Traditionally, Aramco has relied heavily on outside contractors to provide it with such services, but it now wants to control more of those businesses to create jobs for Saudis, stimulate local demand and control costs.
The board approved an additional equity contribution for its Sadara petrochemical joint venture with US firm Dow Chemical, Arabian Sun said, without disclosing the size of the capital injection.
Aramco also approved the creation of a programme to issue Islamic bonds (sukuk), the magazine added.

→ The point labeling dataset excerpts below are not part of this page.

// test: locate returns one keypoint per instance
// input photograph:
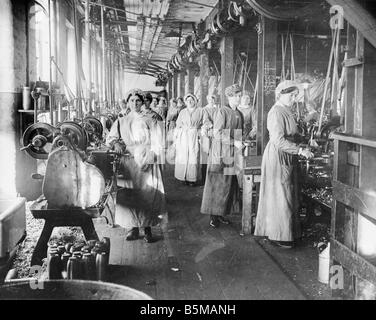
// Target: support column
(88, 53)
(204, 77)
(13, 66)
(266, 69)
(227, 65)
(169, 88)
(181, 84)
(190, 80)
(175, 85)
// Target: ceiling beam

It gave no details, but since the capacity of the Saudi banking sector to lend is being squeezed by low oil prices, bankers think Aramco might sell foreign currency debt in the international market.

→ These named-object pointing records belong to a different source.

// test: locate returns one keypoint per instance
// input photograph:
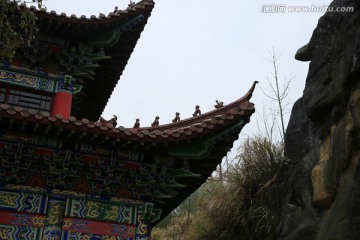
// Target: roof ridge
(135, 7)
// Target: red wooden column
(63, 97)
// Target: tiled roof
(194, 127)
(101, 18)
(126, 24)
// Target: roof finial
(249, 93)
(218, 104)
(156, 122)
(137, 123)
(177, 117)
(197, 111)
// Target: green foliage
(245, 205)
(17, 27)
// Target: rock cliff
(323, 135)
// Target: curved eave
(63, 18)
(86, 30)
(75, 129)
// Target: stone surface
(323, 135)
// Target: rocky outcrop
(323, 135)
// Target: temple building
(67, 173)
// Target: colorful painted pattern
(54, 218)
(97, 227)
(23, 202)
(31, 139)
(28, 81)
(88, 236)
(19, 232)
(106, 211)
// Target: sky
(195, 52)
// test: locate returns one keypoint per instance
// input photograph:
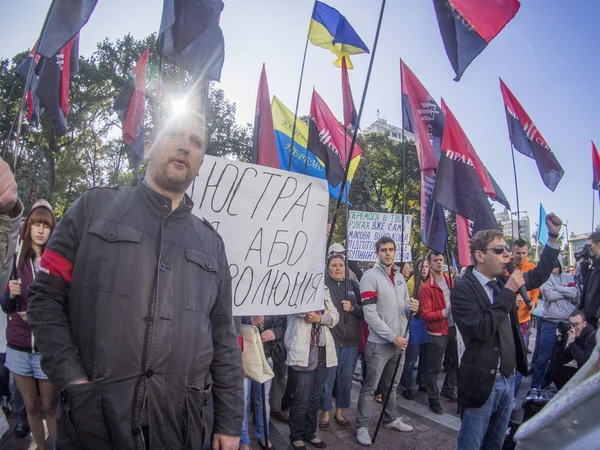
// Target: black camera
(564, 326)
(584, 253)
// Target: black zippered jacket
(136, 298)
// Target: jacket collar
(161, 205)
(380, 267)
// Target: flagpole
(298, 103)
(512, 149)
(347, 269)
(27, 85)
(406, 332)
(403, 175)
(356, 127)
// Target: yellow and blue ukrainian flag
(331, 30)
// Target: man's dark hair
(520, 243)
(384, 240)
(576, 313)
(431, 254)
(594, 237)
(481, 239)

The reform plan is expected to be accompanied by a big increase in foreign borrowing by the Saudi government and companies as Riyadh juggles the need to pursue development projects with a large state budget deficit caused by cheap oil.
Under the reform plan, a stake of less than 5% of Aramco is to be offered to the public, as well as stakes in some subsidiaries.
An initial public offering (IPO) of Aramco, which will be a complex process given the company’s size and strategic importance, may occur in 2017 or 2018.
Aramco officials quoted in the magazine on Wednesday did not comment on the IPO beyond saying they welcomed it as a way to participate in the reform programme.
Also announced on Wednesday were several appointments to senior posts in Aramco, including four people to the level of vice president.
Nabeel al-Mansour was appointed general counsel, the first Saudi to hold that post. One goal of the reform programme is to move local citizens into jobs, both senior and junior, for which Saudi Arabia has traditionally relied on foreigners.
Comments by top Aramco officials over the past few months indicate the company sees itself not just as a big investor, but as an agent for moving the economy beyond dependence on oil.
For example the firm, which has about 60,000 employees, plans to use its extensive educational and vocational training programmes to help create the human capital needed for the transformation.
“Saudi Aramco will be a bridge for a transition away from itself,” the company’s chairman Khalid al-Falih told a business conference in January.